4-Earnings growth (past and future): A key metric determines stocks’ price. Earnings per share (EPS) is computed by dividing the company’s profits by the number of shares outstanding. Earnings growth (year over year YOY) is important from two angles: whether earnings have grown in the past five years and whether actual earnings have exceeded the predicted gains in the current year. The corresponding growth of earnings judges the performance of growth companies particularly. Interestingly, earnings per share are diluted by more shares or conversion of fixed-income securities onto common stocks. This action would decrease the value of EPS.
In contrast, if a company buys back its shares, the earnings per share would increase proportionately. For example, if a company with cash reserves buys back half of its shares, the EPS would arithmetically double, making it more attractive to the stock investors. Remember, EPS is strongly correlated to the price of the stock. Consequently, buying back stocks and assuming that the external factors do not change can increase stocks’ prices.

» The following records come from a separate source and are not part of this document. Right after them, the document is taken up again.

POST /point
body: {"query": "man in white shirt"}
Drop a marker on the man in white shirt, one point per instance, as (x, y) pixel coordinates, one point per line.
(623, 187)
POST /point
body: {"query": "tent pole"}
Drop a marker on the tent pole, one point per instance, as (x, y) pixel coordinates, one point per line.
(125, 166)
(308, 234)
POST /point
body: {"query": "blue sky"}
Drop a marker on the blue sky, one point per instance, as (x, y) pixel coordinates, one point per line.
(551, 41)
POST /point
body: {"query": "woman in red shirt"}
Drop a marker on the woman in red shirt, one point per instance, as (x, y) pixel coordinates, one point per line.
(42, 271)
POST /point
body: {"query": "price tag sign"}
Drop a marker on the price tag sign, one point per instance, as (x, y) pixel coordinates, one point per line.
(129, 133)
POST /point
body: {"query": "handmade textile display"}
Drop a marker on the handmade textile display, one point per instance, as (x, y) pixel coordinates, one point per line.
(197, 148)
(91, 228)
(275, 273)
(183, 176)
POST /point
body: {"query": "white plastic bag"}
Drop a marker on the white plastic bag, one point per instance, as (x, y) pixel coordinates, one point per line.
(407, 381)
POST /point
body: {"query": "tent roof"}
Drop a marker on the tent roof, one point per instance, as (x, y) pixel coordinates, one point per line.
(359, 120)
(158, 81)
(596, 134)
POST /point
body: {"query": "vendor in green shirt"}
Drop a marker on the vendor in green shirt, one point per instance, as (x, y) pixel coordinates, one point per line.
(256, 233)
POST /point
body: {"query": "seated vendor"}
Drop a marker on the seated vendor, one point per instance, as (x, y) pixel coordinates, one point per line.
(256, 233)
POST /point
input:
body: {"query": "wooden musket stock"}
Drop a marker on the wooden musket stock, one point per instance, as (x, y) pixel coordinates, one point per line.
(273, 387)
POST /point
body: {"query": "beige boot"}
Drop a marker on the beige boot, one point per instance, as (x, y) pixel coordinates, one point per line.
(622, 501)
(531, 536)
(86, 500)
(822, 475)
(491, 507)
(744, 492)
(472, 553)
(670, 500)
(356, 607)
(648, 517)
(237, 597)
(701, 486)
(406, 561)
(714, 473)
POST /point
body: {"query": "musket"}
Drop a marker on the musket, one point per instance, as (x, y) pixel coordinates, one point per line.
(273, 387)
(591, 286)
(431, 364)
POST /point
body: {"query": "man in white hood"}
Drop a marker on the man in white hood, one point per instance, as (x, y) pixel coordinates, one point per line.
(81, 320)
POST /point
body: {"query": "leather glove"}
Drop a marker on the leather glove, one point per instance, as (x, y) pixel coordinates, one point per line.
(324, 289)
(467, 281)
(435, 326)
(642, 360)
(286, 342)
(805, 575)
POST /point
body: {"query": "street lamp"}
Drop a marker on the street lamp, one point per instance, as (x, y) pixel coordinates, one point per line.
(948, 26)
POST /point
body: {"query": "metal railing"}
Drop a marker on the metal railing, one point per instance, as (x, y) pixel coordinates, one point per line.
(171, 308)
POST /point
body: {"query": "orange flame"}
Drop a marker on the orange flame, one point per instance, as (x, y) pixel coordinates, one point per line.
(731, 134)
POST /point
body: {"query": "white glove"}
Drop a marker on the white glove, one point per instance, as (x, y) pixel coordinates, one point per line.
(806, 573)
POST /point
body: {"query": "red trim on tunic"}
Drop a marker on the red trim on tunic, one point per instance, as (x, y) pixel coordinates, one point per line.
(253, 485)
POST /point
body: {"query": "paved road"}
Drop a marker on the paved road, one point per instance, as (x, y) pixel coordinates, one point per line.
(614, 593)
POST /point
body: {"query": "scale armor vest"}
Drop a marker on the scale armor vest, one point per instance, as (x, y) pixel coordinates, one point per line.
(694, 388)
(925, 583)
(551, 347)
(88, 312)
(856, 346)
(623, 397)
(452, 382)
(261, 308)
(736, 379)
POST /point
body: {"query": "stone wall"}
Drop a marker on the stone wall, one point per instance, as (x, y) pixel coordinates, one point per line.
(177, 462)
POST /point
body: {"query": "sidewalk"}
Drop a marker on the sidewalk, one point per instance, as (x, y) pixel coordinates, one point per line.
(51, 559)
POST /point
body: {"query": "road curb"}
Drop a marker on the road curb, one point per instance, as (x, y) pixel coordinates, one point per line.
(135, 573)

5-Price to earnings (P/E) ratio: Although this ratio has some caveats, P/E is the most popular ratio in stock investing. The P/E ratio is simply the current price of a stock divided by the 12 months of trailing earnings (although analysts sometimes use 12 months of forecasted earnings). Growth investors would like growth in payments regardless of the direction of the stock price. Conversely, the value investors want to see a declining P/E ratio to hunt for the undervalued gems. Value investors typically go after companies whose earnings growth rate exceeds the P/E ratio. The second metric admired by the value investors is the current P/E ratio falling below the past five-year average.